Le réseau social professionnel LinkedIn prépare pour cette semaine une entrée en Bourse le valorisant à 4 milliards de dollars, relançant chez certains investisseurs la crainte d'une nouvelle bulle internet.

LinkedIn, site d'échange de curriculum-vitae, a annoncé mardi que les actions qu'il compte mettre sur le marché, peut-être dès jeudi, seraient mises à prix non pas entre 32 et 35 $, comme il l'avait annoncé il y a une semaine, mais presque 30% de plus, entre 42 et 45 $, pour une valorisation maximale approchant non plus 3 mais 4 milliards.

Selon le Wall Street Journal, qui a épluché les statistiques, c'est la première fois depuis 2000, soit avant l'éclatement de la première bulle internet, qu'une entreprise voit ainsi grimper aussi rapidement sa valorisation.

C'est aussi «l'entrée en Bourse la plus importante aux États-Unis depuis Google», a calculé le cabinet d'analyse financière spécialisé dans les entrées en Bourse Renaissance Capital.

Le site d'analyse financière 247WallSt.com a interrogé ses lecteurs, dont les deux tiers ont jugé le prix avancé mardi «déjà trop élevé».

LinkedIn a plus que doublé son chiffre d'affaires en 2010, à 243 millions. Il a dégagé un bénéfice de 3,4 millions (contre un déficit de 4 millions de dollars en 2009). Mais il a prévenu qu'il fallait s'attendre à une perte en 2011 -«pendant que nous investissons pour la croissance à venir»- et à une décélération de la croissance.

Un élément au moins appellerait à la prudence: les investisseurs qui se sont précipités il y a deux semaines pour acheter des parts du «Facebook chinois», Renren, ont vu leur investissement perdre déjà le tiers de sa valeur.

Mais Lou Kerner, analyste spécialiste des réseaux sociaux chez Wedbush Securities, n'est pas surpris de l'attrait de LinkedIn: «il va y avoir une demande très importante des investisseurs pour ce qui sera la meilleure entreprise cotée (à ce jour) des réseaux sociaux», dit-il, en réfutant l'idée d'une bulle.

«Parler de bulle évite l'aspect principal, qui est l'énorme valeur créée pour les actionnaires dans les médias sociaux aujourd'hui, et le fait que les investisseurs sur les marchés ont très peu de moyens d'y accéder», ajoute-t-il.

En tout état de cause, LinkedIn promet de n'être qu'un nouveau galop d'essai avant l'opération que tout le milieu boursier et high-tech attend avec impatience, l'entrée en Bourse, peut-être début 2012, du roi des réseaux sociaux: Facebook.

M. Kerner valorise à 85 milliards de dollars le site aux 500 millions d'utilisateurs co-fondé par Mark Zuckerberg, avec une perspective à 235 milliards en 2015.

D'ici là, les investisseurs devraient pouvoir acheter des actions d'entreprises valant potentiellement le double de LinkedIn, selon M. Kerner: l'éditeur de jeux en ligne Zynga et le spécialiste des achats groupés Groupon.

Chez Morningstar, l'analyste Eric Buhr, spécialiste des entrées en Bourse, juge l'enthousiasme du marché pour ces valeurs prévisible, à défaut d'être justifié.

«Quant on pense à Facebook, par exemple, on parle d'une valorisation à 100 milliards pour 4 milliards de chiffre d'affaires attendu, soit un multiple de 25 fois les ventes -contre 5 fois pour Google», note M. Buhr.

L'analyste juge l'enthousiasme pour Groupon plus étonnant encore: «On parle d'une valorisation à 15 ou 20 milliards, mais pour une société de coupons de réduction qui n'a réussi qu'une chose, c'est d'être les premiers.

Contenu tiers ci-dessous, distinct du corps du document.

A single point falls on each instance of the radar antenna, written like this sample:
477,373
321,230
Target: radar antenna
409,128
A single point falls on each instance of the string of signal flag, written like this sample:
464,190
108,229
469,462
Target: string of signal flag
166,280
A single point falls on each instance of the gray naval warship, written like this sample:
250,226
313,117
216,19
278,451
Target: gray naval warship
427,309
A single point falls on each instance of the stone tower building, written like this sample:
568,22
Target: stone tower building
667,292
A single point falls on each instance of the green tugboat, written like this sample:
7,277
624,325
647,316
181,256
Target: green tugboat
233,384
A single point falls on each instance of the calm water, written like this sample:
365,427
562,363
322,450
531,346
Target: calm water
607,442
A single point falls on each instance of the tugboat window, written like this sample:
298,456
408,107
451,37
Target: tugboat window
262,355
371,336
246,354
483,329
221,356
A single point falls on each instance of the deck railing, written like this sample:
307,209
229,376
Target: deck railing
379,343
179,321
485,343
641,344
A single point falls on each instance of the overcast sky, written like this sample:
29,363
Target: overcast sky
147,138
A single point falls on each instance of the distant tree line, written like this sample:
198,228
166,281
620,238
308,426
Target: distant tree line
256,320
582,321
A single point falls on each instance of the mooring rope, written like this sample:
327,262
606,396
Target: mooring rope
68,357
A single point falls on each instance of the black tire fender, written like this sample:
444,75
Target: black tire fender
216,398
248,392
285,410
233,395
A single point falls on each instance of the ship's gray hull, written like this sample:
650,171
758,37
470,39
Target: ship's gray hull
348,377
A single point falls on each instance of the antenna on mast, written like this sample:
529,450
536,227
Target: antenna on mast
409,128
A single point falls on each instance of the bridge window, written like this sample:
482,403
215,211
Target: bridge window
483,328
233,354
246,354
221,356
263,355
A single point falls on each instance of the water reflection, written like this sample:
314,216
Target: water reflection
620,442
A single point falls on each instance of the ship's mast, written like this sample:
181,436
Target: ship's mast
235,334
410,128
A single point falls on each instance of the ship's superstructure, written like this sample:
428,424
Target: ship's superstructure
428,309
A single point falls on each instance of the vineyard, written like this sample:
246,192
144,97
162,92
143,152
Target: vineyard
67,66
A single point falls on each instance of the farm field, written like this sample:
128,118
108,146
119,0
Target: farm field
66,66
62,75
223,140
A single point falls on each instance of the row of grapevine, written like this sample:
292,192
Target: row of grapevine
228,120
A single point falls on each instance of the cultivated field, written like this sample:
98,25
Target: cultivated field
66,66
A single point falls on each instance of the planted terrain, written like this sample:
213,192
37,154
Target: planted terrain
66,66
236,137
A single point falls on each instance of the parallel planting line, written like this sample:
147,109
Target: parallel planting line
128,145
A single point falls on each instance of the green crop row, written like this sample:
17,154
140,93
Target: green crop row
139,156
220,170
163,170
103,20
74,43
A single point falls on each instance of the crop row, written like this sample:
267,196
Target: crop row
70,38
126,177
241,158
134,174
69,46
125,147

Ce n'est peut-être pas justifié».

La valorisation de LinkedIn à 4 milliards représente un multiple de 16 fois les ventes du site.

LinkedIn est un site internet où les internautes peuvent décrire leurs emplois présent et passés et se constituer un réseau informel à travers leurs connaissances professionnelles ou amicales -voire se faire repérer par des recruteurs.